Calculate what percentage of your energy comes from renewable sources. Track your renewable energy mix and progress toward sustainability goals.
Tracking your renewable energy percentage is essential for sustainability reporting, ESG disclosures, and progress toward climate goals. Whether you're a household with rooftop solar, a business buying RECs, or a facility with on-site wind, knowing your exact renewable percentage provides an actionable baseline.
The calculation is straightforward: divide your renewable energy consumption (from solar, wind, hydro, biomass, geothermal, or REC purchases) by your total energy consumption. The result is your renewable energy percentage.
This calculator helps you compute your renewable energy percentage from multiple sources. Enter your total consumption and renewable contribution to see your current mix and how much more renewable energy you need to reach your target percentage.
By calculating this metric accurately, energy analysts gain actionable insights that inform equipment selection, system design, and operational strategies for maximum efficiency and savings. Understanding this metric in precise terms allows energy managers to evaluate investment options, forecast savings, and build compelling business cases for efficiency upgrades and retrofits.
Businesses, municipalities, and individuals increasingly set renewable energy targets (50%, 100%, etc.). This calculator shows your current position and what's needed to reach your goal. Precise quantification supports regulatory compliance and sustainability reporting, ensuring that energy data meets the standards required by auditors and industry certification bodies. Data-driven tracking enables proactive energy management, helping organizations reduce operational costs while progressing toward environmental sustainability goals and carbon reduction targets.
Renewable % = (Renewable kWh / Total kWh) × 100 Gap to Target = (Target % − Current %) × Total kWh / 100
Result: 35.0% renewable, 65,000 kWh gap to 100%
Renewable percentage: 35,000 / 100,000 × 100 = 35.0%. To reach 100% renewable: need an additional 65,000 kWh from renewable sources. This could come from expanded on-site solar, community solar subscriptions, or purchasing 65 RECs.
Location-based: uses the average emission factor of the local grid. Market-based: uses contractual instruments (RECs, PPAs, green tariffs) to claim specific generation. Companies reporting under GHG Protocol Scope 2 should report both. Market-based is used for renewable energy percentage claims.

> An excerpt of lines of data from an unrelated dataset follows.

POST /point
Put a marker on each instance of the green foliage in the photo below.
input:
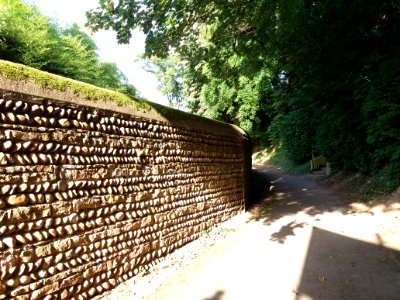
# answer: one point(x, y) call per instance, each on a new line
point(319, 76)
point(277, 158)
point(29, 38)
point(294, 133)
point(19, 72)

A phased approach works well: reach 50% within 2–3 years through RECs and green power programs, then 75% by adding community solar or virtual PPAs, and 100% by including on-site generation. Costs increase with each phase but so does the environmental impact.
Advanced sustainability targets include all energy: electricity, heating, cooling, and transportation. This requires electrification of heating (heat pumps), EV adoption, and renewable thermal energy (solar thermal, geothermal). "100% renewable energy" is much harder than "100% renewable electricity."
Solar, wind, hydroelectric, geothermal, biomass, and ocean energy are universally accepted as renewable. Nuclear is low-carbon but not typically classified as renewable. Natural gas with carbon capture is generally not considered renewable in standard frameworks.
Yes, RECs are the standard mechanism for claiming renewable electricity. When you purchase and retire a REC, you claim the renewable attribute of that MWh. Most corporate and government renewable targets use RECs as the primary accounting instrument.
For the most accurate picture, use "location-based" accounting (your grid's actual renewable percentage) for baseline, and "market-based" accounting (adding your REC purchases and green power contracts) for your claimed renewable percentage. GHG Protocol Scope 2 guidance covers both approaches.
RE100 is a global corporate initiative where companies commit to 100% renewable electricity by a target date. Members include Google, Apple, Microsoft, IKEA, and 400+ other companies. Membership requires publishing an action plan and reporting progress annually.
Options from simplest to most impactful: buy unbundled RECs (cheapest), join a community solar program, sign a virtual PPA, switch to a green utility tariff, install on-site solar/wind, or sign a physical PPA. Each has different costs, additionality, and impact.
Yes. Reducing total consumption makes your existing renewable sources cover a higher percentage. Cutting usage from 100,000 to 80,000 kWh with the same 35,000 kWh of renewable raises your percentage from 35% to 43.8%. Energy efficiency is always the first step.